Print & numérique : complémentaires ou incompatibles ?

Print & numérique : complémentaires ou incompatibles ?

A l’instar de la radio et de la télévision, il semblerait que le couple print/numérique constitue une sorte de symbiose, formant un terreau fertile à la création de formats et de contenus innovants.   

“Médias, communication, édition : comment concilier print et numérique ?” Si nombre d’experts se sont déjà largement épanchés autour de ce “marronnier”, la conférence inaugurale de Graphitec 2019, mardi 4 juin, nous a démontré, exemples à l’appui, que l’un (le digital) ne nuit nullement à l’autre (l’imprimé) et que les meilleures stratégies consistent à mixer les canaux plutôt que de les opposer. « Le print a un avantage majeur, c’est l’incarnation, relevait Corinne Jolly, PDG du groupe PAP, qui envisage d’ailleurs de relancer un magazine d’ici quelques mois. Chaque canal a ses spécificités qui répondent à des usages particuliers ».

Chez l’éditeur Gallimard Jeunesse, on a vu arriver la dématérialisation avec une inquiétude qui ne semble plus d’actualité aujourd’hui. « L’e-book représente 3 % du marché du livre en France, tandis qu’aux États-Unis, même s’il a atteint 25 %, il est train de baisser », rappelait Hedwige Pasquet, PDG de Gallimard Jeunesse. L’e-book n’a d’intérêt que s’il propose des contenus enrichis. Nous envisageons plutôt le numérique comme un levier de croissance, avec de nouveaux formats, tel le livre audio par exemple en lequel nous croyons beaucoup et qui s’inscrit dans la tendance du podcast. Des offres émergent. L’audiovisuel aussi a ouvert de nouveaux horizons aux éditeurs. J’en veux pour preuve l’achat des droits du Seigneur des Anneaux par Amazon. Nous communiquons de plus en plus sur les réseaux sociaux, car c’est là que sont nos lecteurs. Et nous avons lancé un blog qui nous permet de créer et de diffuser des contenus ; et ce contenu spécifique nous conduit à utiliser le web comme un canal, qui a ses usages, et non comme une fin en soi ».

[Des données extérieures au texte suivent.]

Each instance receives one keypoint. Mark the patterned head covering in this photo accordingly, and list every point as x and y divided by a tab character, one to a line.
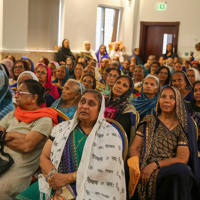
34	77
196	73
55	64
179	107
26	58
186	124
121	102
144	105
9	65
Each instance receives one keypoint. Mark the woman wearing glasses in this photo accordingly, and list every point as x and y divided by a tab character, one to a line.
165	75
43	74
27	129
19	67
112	76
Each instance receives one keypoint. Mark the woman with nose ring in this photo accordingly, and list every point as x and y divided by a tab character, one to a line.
180	81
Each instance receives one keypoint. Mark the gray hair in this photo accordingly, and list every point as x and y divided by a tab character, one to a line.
154	77
152	56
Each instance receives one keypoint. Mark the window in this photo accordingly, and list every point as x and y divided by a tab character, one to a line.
107	26
43	24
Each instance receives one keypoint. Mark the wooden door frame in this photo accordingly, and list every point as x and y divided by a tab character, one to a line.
143	32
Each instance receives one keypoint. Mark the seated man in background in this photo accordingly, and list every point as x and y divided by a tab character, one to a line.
27	129
151	59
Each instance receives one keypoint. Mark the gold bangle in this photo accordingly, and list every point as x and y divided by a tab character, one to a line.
74	176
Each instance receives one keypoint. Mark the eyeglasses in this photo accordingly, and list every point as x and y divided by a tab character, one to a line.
18	67
19	93
89	82
86	72
112	75
42	72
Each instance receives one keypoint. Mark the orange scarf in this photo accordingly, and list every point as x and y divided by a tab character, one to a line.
30	116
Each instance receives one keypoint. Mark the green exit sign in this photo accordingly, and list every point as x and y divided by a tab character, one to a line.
161	6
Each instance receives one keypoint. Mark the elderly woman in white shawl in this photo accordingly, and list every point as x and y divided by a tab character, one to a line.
83	157
87	52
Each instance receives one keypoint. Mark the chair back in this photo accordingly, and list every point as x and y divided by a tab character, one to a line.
122	133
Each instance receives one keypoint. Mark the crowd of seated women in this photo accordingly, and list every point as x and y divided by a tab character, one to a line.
102	95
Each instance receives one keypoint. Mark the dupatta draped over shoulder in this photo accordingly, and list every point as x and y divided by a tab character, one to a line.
158	138
100	174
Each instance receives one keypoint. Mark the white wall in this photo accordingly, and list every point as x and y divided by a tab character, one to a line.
187	12
14	25
80	21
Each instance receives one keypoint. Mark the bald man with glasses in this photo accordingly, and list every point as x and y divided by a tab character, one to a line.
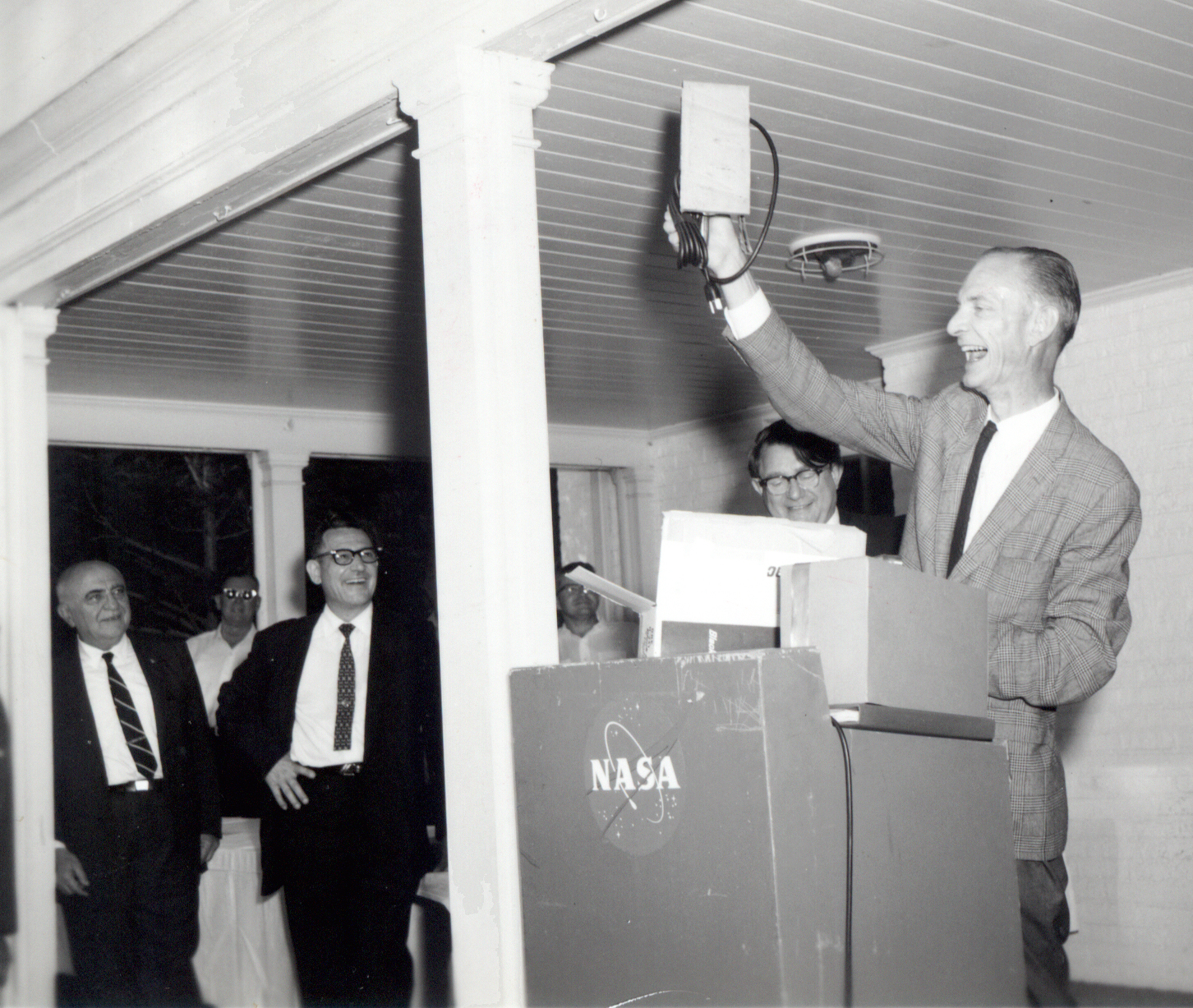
326	709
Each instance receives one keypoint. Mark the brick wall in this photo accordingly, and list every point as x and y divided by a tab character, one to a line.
702	467
1129	751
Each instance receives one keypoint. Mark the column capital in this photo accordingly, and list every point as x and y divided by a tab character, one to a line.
477	71
274	462
35	324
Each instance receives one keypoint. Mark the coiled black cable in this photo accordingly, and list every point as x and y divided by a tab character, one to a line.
693	250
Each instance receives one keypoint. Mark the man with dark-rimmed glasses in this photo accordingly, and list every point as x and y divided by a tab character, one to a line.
797	474
326	709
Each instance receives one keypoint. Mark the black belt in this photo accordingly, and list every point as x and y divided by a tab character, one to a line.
339	770
139	785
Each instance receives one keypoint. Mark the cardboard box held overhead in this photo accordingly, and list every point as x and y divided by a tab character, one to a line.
889	635
718	577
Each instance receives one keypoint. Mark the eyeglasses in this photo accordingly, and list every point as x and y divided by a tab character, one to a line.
343	557
570	590
781	485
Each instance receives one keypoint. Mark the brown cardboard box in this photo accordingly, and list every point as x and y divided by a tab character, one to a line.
889	635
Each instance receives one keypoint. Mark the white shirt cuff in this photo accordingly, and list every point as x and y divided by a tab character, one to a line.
747	319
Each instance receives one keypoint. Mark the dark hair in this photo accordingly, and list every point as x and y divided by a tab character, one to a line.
569	567
812	450
1050	277
334	520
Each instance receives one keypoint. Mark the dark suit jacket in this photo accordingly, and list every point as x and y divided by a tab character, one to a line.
256	715
189	772
884	532
1053	555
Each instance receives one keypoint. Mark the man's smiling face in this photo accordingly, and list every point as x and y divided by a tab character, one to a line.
990	324
348	588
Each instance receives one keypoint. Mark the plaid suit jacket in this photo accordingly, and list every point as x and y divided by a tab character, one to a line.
1053	556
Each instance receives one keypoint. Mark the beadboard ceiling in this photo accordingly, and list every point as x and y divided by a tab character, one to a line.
942	127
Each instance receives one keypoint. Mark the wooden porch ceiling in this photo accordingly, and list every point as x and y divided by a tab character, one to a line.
942	127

Même analyse du côté de Mathieu Butel, directeur des contenus du groupe Makhéia, qui note une saturation du digital et un regain d’intérêt de l’imprimé. « Ce que nous achètent nos clients, ce sont des dispositifs qui favorisent la portée de leurs messages, via différents canaux. Le slow content est une vraie tendance. Les clients que nous accompagnons ont besoin de marquer les esprits. C’est pourquoi le livre d’entreprise est un format qui fonctionne bien ». Estimant que la possibilité de mixer les canaux est un atout, l’expert croit en l’efficacité des contenus protéiformes. « Développer un même contenu sur des canaux différents est inefficace. L’enjeu consiste à créer des formats innovants qui touchent l’audience. Pour cela, le digital et l’imprimé se complètent et se nourrissent l’un l’autre. Il faut vraiment que les marques soient pertinentes dans leur approche en se demandant comment est-ce qu’elles vont mixer les canaux pour être efficaces et comment est-ce qu’elles vont mesurer cette efficacité. Ce rééquilibrage dans l’utilisation des canaux permet de toucher des publics de façon beaucoup plus fine ».

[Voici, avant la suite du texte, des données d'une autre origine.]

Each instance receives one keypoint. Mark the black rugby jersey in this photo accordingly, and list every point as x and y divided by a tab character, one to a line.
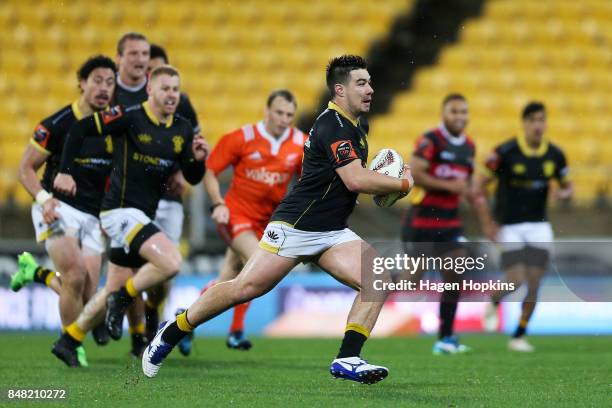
450	157
127	96
523	179
146	152
320	201
91	165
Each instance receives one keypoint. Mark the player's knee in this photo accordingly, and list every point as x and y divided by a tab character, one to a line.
172	264
450	296
246	291
74	280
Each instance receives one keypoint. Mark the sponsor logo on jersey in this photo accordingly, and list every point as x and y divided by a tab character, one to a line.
446	171
152	160
271	178
124	225
144	138
446	155
519	168
255	155
178	143
41	134
291	158
108	143
109	115
272	236
549	168
343	150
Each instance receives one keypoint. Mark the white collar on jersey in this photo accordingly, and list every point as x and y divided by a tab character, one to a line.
454	140
134	88
275	143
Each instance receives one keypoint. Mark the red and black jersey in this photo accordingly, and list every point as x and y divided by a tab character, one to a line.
449	157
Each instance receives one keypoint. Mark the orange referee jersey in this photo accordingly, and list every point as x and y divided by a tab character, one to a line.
263	168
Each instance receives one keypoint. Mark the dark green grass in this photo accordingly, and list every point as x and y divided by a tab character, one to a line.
564	372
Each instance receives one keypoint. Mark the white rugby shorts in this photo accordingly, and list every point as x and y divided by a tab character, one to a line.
72	222
514	237
169	219
122	224
282	239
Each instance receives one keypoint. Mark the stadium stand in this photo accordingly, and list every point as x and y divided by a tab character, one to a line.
556	51
230	57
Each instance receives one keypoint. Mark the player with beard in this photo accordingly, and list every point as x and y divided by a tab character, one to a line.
311	224
136	58
69	225
150	142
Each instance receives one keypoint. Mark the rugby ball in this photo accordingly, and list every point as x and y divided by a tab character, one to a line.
390	163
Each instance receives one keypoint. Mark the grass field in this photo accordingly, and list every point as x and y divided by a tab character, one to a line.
564	372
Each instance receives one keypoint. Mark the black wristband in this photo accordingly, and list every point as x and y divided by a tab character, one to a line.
212	207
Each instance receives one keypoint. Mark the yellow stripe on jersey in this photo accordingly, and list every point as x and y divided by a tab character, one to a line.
341	111
130	236
38	147
357	328
282	223
267	247
528	151
98	125
486	171
77	112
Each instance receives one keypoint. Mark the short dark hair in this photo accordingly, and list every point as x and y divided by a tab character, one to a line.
163	70
339	68
97	61
455	96
283	93
532	107
126	37
158	52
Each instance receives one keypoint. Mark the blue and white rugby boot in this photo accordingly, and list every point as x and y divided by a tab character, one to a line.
449	345
156	352
356	369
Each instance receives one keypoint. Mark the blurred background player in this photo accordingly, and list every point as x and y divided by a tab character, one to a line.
265	156
69	226
134	59
155	142
442	166
523	167
169	216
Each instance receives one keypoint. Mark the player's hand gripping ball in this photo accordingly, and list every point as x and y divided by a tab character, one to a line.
390	163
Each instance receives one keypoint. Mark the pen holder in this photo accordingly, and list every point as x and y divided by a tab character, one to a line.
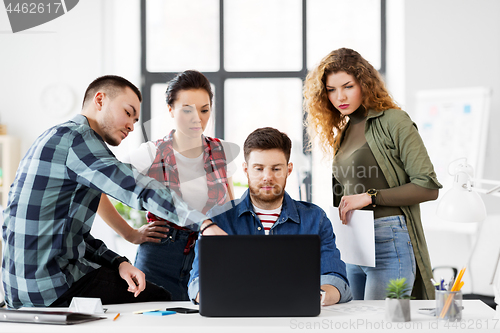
449	305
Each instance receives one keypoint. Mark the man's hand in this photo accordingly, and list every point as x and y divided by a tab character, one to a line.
133	276
213	230
349	203
151	232
332	295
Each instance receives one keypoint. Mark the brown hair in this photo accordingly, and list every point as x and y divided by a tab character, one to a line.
267	138
112	85
323	119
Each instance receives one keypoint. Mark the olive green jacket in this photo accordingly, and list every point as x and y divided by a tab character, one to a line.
401	155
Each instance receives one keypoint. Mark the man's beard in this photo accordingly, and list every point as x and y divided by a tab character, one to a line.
106	129
276	195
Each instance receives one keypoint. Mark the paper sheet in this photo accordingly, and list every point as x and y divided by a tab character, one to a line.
356	239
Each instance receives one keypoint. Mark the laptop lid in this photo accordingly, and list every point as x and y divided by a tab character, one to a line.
259	275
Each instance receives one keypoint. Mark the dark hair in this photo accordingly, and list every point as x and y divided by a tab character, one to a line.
112	84
187	80
267	138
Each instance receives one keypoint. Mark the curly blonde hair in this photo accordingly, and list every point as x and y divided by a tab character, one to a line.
323	119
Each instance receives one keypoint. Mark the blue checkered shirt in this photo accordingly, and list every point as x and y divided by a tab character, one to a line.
47	244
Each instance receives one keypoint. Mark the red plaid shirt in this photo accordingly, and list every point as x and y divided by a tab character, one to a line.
164	169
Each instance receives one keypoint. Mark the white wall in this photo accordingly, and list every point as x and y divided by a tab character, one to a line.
456	44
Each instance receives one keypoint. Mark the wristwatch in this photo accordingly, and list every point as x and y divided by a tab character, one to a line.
373	194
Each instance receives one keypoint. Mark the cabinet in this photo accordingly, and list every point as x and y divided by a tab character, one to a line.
9	162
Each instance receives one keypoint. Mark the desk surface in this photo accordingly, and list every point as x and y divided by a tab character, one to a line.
355	315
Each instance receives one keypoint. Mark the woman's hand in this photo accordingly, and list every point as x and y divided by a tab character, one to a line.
349	203
151	232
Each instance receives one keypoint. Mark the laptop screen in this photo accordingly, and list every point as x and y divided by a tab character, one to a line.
259	276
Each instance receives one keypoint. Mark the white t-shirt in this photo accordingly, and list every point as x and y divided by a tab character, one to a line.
192	176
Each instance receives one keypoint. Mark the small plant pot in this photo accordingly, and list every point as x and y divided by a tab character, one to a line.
397	310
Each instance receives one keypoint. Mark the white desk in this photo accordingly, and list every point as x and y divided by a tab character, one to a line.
356	315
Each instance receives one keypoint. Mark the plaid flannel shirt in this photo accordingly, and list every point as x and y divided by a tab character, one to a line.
52	205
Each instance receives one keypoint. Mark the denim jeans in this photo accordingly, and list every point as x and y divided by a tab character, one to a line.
394	258
165	263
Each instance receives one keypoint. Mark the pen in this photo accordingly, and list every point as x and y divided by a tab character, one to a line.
456	287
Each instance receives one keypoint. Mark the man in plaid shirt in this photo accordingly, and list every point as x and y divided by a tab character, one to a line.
49	255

Certes, les volumes imprimés sont en recul et le secteur de l’imprimerie est durement touché par la vague du numérique. Pour autant, nous sommes de ceux qui pensent que l’innovation technologique et éditoriale permet de développer de nouveaux papiers et de nouveaux produits très qualitatifs, à l’instar des mooks et des publications événementielles. Dans le secteur de la presse, les éditeurs cherchent encore leur modèle économique pour monétiser leurs audiences « digitales », mais ils continuent d’inventer, le plus souvent avec succès, des solutions qui redonnent de la valeur à leurs titres et à leurs marques. Le ciment de toutes ces initiatives – que ce soit dans le secteur de la presse, de la communication ou de l’édition – reste la puissance d’un contenu irréprochable et de très grande qualité produit par des auteurs, des rédacteurs et des journalistes, et non pas par des algorithmes et des robots biberonnés à l’intelligence artificielle.